# Sec, Cosec and Cot

### Summary

• Secant (sec) is the reciprocal of cosine (cos): $sec\theta \quad =\quad \frac { hypotenuse }{ adjacent } \quad =\quad \frac { 1 }{ cos\theta }$

• Cosecant (cosec) is the reciprocal of sin: $cosec\theta \quad =\quad \frac { hypotenuse }{ opposite } \quad =\quad \frac { 1 }{ sin\theta }$

• Cotangent (cot) is the reciprocal of tan: $cot\theta \quad =\quad \frac { adjacent }{ opposite } \quad =\quad \frac { 1 }{ tan\theta }$

Recall, in case of a right angle triangle if we are given one length and one angle and we have to find a missing length or if we need to find a missing angle when two lengths are given we use SOH/CAH/TOA where:

SOH is $sin\theta \quad =\quad \frac { opposite }{ hypotenuse }$  shown in Fig 2 CAH is $cos\theta \quad =\quad \frac { adjacent }{ hypotenuse }$  shown in Fig 3 TOA is $tan\theta \quad =\quad \frac { opposite }{ adjacent }$  applies to both Fig 2 & Fig 3

However, there are more trigonometric functions i.e $cosec\theta \quad =\quad \frac { hypotenuse }{ opposite } \quad =\quad \frac { 1 }{ sin\theta }$ $sec\theta \quad =\quad \frac { hypotenuse }{ adjacent } \quad =\quad \frac { 1 }{ cos\theta }$ $cot\theta \quad =\quad \frac { adjacent }{ opposite } \quad =\quad \frac { 1 }{ tan\theta }$

Note: Remember that $cosec\theta$  is not the inverse of $sin\theta$  and cannot be written as ${ sin }^{ -1 }\theta$.  This also applies to $sec\theta$  and $cot\theta$.
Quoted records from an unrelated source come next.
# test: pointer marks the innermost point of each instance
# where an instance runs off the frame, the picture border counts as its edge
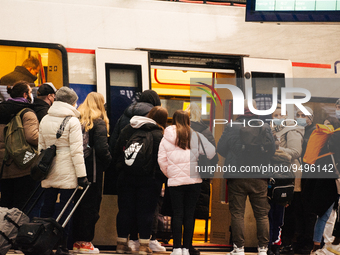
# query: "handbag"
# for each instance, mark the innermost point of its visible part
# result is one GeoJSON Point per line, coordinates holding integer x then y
{"type": "Point", "coordinates": [42, 166]}
{"type": "Point", "coordinates": [203, 162]}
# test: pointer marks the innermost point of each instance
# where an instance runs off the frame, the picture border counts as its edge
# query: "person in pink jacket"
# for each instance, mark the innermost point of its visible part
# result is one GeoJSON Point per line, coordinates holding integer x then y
{"type": "Point", "coordinates": [177, 157]}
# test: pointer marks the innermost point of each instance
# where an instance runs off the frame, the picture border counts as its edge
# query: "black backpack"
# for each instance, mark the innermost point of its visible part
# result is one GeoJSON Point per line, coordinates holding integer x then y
{"type": "Point", "coordinates": [138, 156]}
{"type": "Point", "coordinates": [256, 146]}
{"type": "Point", "coordinates": [87, 149]}
{"type": "Point", "coordinates": [281, 187]}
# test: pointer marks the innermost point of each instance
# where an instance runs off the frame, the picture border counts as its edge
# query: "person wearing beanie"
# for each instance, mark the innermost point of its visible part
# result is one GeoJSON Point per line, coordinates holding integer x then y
{"type": "Point", "coordinates": [44, 100]}
{"type": "Point", "coordinates": [147, 100]}
{"type": "Point", "coordinates": [68, 170]}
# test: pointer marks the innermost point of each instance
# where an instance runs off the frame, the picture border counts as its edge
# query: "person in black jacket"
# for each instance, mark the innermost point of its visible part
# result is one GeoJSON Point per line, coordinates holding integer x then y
{"type": "Point", "coordinates": [240, 186]}
{"type": "Point", "coordinates": [44, 100]}
{"type": "Point", "coordinates": [138, 192]}
{"type": "Point", "coordinates": [26, 72]}
{"type": "Point", "coordinates": [94, 120]}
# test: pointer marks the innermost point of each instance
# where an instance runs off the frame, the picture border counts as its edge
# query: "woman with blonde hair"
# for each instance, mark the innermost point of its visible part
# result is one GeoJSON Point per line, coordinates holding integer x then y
{"type": "Point", "coordinates": [177, 157]}
{"type": "Point", "coordinates": [95, 124]}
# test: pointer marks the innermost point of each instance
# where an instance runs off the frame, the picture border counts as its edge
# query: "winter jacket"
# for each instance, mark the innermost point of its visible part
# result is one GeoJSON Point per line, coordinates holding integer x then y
{"type": "Point", "coordinates": [8, 110]}
{"type": "Point", "coordinates": [291, 139]}
{"type": "Point", "coordinates": [180, 165]}
{"type": "Point", "coordinates": [40, 107]}
{"type": "Point", "coordinates": [98, 141]}
{"type": "Point", "coordinates": [147, 101]}
{"type": "Point", "coordinates": [68, 164]}
{"type": "Point", "coordinates": [139, 123]}
{"type": "Point", "coordinates": [230, 145]}
{"type": "Point", "coordinates": [19, 73]}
• Secant (sec) is the reciprocal of cosine (cos)
• Cosecant (cosec) is the reciprocal of sin
• Cotangent (cot) is the reciprocal of tan

#### Example 1

Q. In the triangle, find cosec⁡(A), sec⁡(A), and cot⁡(A). Solution: $cosec\theta \quad =\quad \frac { hypotenuse }{ opposite } \quad =\quad \frac { 17 }{ 15 }$ $sec\theta \quad =\quad \frac { hypotenuse }{ adjacent } \quad =\quad \frac { 17 }{ 8 }$ $cot\theta \quad =\quad \frac { adjacent }{ opposite } \quad =\quad \frac { 8 }{ 15 }$

If we need to find out the angle A, we simply choose one of the above functions i.e $cosec\theta \quad =\quad \frac { 17 }{ 15 }$

We know that: $cosec\theta \quad =\quad \frac { 1 }{ sin\theta }$

Hence: $\frac { 1 }{ sin\theta } \quad =\quad \frac { 17 }{ 15 }$

Where: $sin\theta \quad =\quad \frac { 15 }{ 17 }$

So: $\theta \quad =\quad { sin }^{ -1 }\frac { 15 }{ 17 }$ $\theta \quad =\quad 62$°